Let's say you have the perfect UI (hypothetical of course) in terms of position of buttons, etc. Now would it be a better UI if you styled everything nicely, or would it not matter at all? Does a UI get better if you give it nice colors, even if everything else stays the same? I don't mean like "it's nicer to use". Would it actually be easier to use?
Of course it DOES matter. It's all about user experience. There are lots of things that can influence experience and visual style is among them. The UI would not only be nicer but really easier to use because of emotional factors.
What do you think about the restaurant with a perfect cuisine but with ugly interior? The interior design has no relationship with taste of meals but it is a very important part of your experience. And sometimes you may even prefer a restaurant with not-so-perfect menu because it has incredible interior.
You may read Donald Norman's Emotional Design for more on this.
Kostya's answer hits a lot of my initial thoughts, but there's another point: the color scheme and UI style affect usability. You want to use colors that are easy to read. You also want to use colors to present information to the user - make errors and warnings that occur during use stand out from informational messages, clearly identify required elements, and so on. None of this affects the layout, but has a clear impact on usability.
- Colors. Wrong colours can be hard to distinguish for colourblind people.
- Standard elements. If standard elements like fx links, submit buttons on a website looks very different than anticipated, it will be hard for the user to understand they he/she can click in these elements.
- Structure. An organized structure that's intuitive will help users find what they are looking for.
There are many more examples, but these are just some, that show how a design can ruin a UI.
It does matter and it most certainly does affect the experience of the user. This is just to add to other excellent answers here, but I highly recommend reading a book by Malcolm Gladwell called Blink. It goes into great detail about the process of our first impressions. Perception is affected by a large number of factors, one of them being color. One of the many studies that Gladwell cited was this [paraphrased, I don't have it in front of me]:
7-Up performed a study with their packaging. Without changing the recipe of their drink, they increased the amount of yellow on their label by 11%. When test subjects were poured 7-Up from one of the newly labeled bottles, they began complaining about it being too lemony and claimed that the flavor had changed.

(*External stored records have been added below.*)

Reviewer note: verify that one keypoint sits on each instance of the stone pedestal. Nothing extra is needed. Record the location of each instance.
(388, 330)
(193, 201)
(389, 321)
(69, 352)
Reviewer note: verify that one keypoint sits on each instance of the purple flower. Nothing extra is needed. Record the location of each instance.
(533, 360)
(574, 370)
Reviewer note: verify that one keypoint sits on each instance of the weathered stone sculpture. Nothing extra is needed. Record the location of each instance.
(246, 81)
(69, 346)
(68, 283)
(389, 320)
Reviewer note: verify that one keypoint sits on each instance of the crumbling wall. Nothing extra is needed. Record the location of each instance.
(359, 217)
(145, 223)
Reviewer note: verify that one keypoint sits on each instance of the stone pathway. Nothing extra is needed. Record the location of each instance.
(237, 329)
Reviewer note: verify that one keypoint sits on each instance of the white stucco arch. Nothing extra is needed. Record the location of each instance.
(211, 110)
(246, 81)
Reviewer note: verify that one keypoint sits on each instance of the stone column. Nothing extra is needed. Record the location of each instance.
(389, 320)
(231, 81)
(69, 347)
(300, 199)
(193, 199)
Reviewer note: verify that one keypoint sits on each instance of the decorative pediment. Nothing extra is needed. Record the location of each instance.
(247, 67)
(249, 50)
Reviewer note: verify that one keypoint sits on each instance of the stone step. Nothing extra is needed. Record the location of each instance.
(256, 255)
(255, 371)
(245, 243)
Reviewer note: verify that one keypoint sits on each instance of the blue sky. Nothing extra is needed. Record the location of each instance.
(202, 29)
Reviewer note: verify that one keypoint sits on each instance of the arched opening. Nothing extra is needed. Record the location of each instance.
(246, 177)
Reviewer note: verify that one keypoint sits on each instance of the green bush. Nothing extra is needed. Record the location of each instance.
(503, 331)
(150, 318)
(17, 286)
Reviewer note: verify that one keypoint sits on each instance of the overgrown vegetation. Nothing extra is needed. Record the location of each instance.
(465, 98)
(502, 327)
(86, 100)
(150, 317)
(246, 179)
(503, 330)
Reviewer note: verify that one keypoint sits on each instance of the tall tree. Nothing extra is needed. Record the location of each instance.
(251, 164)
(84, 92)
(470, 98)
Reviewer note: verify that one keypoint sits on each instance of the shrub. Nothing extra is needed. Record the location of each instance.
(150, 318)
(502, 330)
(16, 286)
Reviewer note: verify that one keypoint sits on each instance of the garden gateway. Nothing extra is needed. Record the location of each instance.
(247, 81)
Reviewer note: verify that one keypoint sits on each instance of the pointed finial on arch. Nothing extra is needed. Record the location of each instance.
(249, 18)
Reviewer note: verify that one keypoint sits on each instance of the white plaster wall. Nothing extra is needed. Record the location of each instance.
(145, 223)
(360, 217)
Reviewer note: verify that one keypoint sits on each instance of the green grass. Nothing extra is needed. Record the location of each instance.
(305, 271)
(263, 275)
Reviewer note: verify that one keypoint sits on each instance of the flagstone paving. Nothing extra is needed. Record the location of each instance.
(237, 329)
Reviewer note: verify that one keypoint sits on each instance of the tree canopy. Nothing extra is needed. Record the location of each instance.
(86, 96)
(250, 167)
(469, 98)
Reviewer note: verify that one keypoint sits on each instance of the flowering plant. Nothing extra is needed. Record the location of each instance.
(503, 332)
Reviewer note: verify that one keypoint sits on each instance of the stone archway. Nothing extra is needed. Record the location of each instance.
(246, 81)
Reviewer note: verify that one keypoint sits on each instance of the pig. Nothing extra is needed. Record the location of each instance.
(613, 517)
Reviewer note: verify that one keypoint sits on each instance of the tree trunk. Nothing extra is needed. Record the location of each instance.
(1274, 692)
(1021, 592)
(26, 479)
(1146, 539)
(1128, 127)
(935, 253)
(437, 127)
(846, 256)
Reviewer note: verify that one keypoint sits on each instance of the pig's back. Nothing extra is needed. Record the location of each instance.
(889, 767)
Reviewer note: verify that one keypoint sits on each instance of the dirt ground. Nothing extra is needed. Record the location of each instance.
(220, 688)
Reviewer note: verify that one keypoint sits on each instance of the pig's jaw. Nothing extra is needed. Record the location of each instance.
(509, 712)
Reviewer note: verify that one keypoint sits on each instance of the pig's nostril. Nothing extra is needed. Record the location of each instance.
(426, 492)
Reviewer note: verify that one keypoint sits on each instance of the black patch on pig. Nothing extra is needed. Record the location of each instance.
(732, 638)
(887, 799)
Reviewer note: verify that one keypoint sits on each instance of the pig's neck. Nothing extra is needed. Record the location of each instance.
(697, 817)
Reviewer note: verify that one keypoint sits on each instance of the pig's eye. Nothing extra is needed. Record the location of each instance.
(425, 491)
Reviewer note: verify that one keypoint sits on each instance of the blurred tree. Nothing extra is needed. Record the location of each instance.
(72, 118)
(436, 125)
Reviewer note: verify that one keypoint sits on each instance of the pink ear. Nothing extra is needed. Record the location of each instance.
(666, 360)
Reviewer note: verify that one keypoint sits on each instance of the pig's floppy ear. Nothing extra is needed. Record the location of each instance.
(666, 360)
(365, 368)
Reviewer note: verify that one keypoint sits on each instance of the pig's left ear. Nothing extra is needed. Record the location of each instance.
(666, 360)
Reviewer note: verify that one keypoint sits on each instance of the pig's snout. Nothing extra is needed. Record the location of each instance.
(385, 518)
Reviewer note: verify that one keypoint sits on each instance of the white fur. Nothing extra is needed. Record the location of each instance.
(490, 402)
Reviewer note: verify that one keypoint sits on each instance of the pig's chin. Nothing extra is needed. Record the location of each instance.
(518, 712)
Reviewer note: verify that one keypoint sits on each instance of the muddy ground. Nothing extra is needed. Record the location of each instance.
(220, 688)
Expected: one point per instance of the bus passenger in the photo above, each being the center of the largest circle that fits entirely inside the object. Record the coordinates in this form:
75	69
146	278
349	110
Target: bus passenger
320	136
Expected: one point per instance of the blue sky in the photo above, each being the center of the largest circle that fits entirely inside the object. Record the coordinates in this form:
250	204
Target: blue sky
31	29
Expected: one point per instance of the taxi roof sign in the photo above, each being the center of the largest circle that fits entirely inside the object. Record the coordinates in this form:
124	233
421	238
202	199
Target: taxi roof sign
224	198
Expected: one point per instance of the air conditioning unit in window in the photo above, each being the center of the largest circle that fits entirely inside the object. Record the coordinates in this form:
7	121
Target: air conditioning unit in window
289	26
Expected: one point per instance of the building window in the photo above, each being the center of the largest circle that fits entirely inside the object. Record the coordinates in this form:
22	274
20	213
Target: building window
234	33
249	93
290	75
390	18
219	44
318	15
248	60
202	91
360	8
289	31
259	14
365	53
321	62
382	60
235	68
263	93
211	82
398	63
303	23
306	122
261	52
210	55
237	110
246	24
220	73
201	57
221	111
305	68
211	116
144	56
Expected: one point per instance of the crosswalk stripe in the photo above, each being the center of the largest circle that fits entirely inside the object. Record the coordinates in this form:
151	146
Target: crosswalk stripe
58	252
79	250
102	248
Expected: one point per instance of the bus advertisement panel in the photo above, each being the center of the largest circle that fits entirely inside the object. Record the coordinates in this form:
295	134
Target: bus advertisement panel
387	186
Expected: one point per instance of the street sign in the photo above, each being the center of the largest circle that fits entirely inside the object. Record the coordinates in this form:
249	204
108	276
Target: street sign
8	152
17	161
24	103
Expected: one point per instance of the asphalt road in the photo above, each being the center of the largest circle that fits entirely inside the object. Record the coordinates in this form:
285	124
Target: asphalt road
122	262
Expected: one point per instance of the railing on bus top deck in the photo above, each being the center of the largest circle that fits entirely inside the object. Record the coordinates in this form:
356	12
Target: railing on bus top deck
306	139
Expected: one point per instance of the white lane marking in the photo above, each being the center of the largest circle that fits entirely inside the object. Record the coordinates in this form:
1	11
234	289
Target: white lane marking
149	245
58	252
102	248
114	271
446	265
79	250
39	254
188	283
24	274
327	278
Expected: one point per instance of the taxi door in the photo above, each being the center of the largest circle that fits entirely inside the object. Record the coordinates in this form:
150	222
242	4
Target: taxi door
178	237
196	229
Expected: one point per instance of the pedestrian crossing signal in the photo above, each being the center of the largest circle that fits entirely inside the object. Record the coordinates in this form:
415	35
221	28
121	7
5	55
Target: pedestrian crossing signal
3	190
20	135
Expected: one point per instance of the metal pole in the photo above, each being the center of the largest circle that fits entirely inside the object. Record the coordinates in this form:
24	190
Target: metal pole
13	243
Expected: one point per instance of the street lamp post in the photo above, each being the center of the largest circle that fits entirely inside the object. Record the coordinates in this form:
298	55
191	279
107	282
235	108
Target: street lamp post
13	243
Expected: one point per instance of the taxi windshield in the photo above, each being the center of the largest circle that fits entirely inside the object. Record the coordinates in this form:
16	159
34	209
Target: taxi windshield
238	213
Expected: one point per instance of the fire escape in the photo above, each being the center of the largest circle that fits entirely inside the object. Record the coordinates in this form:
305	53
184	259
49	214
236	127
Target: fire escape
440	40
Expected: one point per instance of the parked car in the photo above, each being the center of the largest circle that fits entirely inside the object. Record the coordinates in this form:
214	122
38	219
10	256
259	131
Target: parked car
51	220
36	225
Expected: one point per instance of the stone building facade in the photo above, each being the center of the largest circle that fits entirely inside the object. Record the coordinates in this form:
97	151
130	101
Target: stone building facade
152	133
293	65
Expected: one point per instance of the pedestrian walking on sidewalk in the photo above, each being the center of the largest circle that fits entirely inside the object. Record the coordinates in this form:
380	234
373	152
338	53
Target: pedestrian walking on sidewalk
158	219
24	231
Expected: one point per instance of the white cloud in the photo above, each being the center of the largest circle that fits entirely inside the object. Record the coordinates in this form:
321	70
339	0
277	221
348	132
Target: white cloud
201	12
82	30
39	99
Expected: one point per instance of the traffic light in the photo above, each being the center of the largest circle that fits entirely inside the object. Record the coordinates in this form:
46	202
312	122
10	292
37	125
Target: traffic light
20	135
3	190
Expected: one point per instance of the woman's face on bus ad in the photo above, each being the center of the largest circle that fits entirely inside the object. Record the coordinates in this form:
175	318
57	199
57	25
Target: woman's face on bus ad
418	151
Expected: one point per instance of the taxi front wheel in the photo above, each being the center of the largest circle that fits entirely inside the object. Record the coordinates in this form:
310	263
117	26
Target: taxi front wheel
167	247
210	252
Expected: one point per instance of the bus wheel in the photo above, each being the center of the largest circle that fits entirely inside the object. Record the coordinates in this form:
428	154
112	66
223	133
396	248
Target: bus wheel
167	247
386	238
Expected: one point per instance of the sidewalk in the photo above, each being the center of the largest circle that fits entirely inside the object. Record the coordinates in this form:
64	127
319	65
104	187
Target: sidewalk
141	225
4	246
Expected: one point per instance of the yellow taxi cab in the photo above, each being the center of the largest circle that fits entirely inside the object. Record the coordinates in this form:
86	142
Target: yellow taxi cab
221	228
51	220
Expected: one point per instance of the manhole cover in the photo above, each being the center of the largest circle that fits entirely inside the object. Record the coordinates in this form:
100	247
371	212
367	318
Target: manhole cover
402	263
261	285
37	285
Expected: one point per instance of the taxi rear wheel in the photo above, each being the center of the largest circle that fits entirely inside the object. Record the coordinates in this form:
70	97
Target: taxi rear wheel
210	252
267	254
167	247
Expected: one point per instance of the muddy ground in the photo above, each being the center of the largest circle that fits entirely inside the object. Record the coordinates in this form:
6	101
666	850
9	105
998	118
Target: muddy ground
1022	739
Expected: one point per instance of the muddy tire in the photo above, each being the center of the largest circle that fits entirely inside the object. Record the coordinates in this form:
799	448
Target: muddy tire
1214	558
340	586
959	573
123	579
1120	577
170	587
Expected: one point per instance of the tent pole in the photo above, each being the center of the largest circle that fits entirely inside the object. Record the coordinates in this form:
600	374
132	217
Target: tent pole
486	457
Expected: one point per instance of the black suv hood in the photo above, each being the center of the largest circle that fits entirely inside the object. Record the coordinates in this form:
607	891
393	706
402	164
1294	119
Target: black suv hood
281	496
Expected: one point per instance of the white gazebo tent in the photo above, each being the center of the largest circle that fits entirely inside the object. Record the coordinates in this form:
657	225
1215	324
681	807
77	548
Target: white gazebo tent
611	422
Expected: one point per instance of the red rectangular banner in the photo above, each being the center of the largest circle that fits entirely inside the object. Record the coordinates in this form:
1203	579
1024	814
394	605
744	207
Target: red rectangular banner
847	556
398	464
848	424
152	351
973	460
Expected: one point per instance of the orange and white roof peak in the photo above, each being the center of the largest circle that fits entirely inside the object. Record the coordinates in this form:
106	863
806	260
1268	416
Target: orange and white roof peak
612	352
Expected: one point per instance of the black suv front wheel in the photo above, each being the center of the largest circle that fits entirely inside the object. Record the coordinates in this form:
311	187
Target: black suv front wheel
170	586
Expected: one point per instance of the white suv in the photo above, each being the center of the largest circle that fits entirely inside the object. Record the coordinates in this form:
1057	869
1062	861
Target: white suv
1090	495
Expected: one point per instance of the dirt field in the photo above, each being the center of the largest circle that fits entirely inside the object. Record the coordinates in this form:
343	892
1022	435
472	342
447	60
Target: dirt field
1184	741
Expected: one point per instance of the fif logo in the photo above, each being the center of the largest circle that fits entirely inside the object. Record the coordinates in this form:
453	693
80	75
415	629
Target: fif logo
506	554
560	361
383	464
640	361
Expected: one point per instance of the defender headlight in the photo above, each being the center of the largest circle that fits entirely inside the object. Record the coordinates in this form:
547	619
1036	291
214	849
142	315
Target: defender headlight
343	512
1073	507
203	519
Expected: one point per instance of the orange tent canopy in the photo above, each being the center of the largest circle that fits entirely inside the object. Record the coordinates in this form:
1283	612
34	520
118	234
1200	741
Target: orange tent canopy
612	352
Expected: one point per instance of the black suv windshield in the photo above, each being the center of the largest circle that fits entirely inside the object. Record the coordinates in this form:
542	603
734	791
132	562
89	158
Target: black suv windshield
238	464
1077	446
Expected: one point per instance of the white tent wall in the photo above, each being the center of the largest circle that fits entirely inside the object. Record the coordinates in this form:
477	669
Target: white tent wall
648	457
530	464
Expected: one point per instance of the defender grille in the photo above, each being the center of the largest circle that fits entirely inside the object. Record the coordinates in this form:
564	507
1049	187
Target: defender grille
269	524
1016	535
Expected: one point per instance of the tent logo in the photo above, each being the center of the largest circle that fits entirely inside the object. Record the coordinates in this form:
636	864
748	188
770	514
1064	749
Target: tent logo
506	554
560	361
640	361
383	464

I can give an unintentional personal example to this phenomena. I purchased some juice similar to this. It was supposed to be strawberry banana, but it didn't taste very much like it because of the other ingredients mixed in: carrots, apples, etc. I poured a glass for my wife, who said that she liked it. When I told her that it was strawberry banana, it suddenly didn't taste as good to her.
These are just two small examples, but the fields of rapid cognition and contextual priming are large and very interesting. The implications of how we make our decisions and judgments go far beyond just how something tastes; they reach every area of our lives. I read Blink almost a month ago now and I'm still processing it and trying to come to terms with it, not only for what it means for my designs, but also for the what it means for how I process the world.
I'll throw another angle in here too: any one UI is not the best UI for everyone - the perfect UI is different for me than it is for you. The UI should be flexible to the point of enabling scenarios for people with disabilities. Like googletorp indicated, color blindness and other vision impairments are a perfect example: you should support high contrast UI elements for some customers. Another consideration often overlooked is support for online screen readers - every element needs alt text and needs to be discoverable through screen readers for your application to be usable for the blind. MSDN has a great accessibility developer center covering various issues such as these and sharing tools for testing your UI in disability scenarios (the tools ship in the Windows SDK).
In my opinion, giving people choices on a particular UI and letting them while upholding to the standards for the platform you are building to is really the "perfect UI". And to go back to your question, enabling flexible UI's through themes and other customization methods, you can give your application a competitive advantage in the marketplace. Style does matter, so make sure to pay attention to details or consult a designer if you can when creating your applications and developing programs.
In my experience, if an interface doesn't look nice (be it an ugly website or poorly skinned desktop application) I normally have a bad experience while using it. Even if everything is easy to find, and works just like I expect it too -- if it's ugly, I find myself actively seeking out a product that looks better, even if it sacrifices some of the functionality of the first product.
And example of this is IDEs. I'm constantly frustrated in that every editor or IDE I find is either ugly or doesn't work well. Not that it doesn't work well for everybody, but I find myself unable to work effectively in it. I'll find one that works just how I want it but is ugly and I hate looking at it. I find one that looks really nice but I can't figure out how to do everything the first editor did. You need both.
An interface that provides good ux can be (and I think tends to be) perceived as being easier to use even though it really isn't (in terms of the time it takes to complete an task, etc), in comparison to an interface that does not provide good ux but has the same level of usability. So yes, style does matter.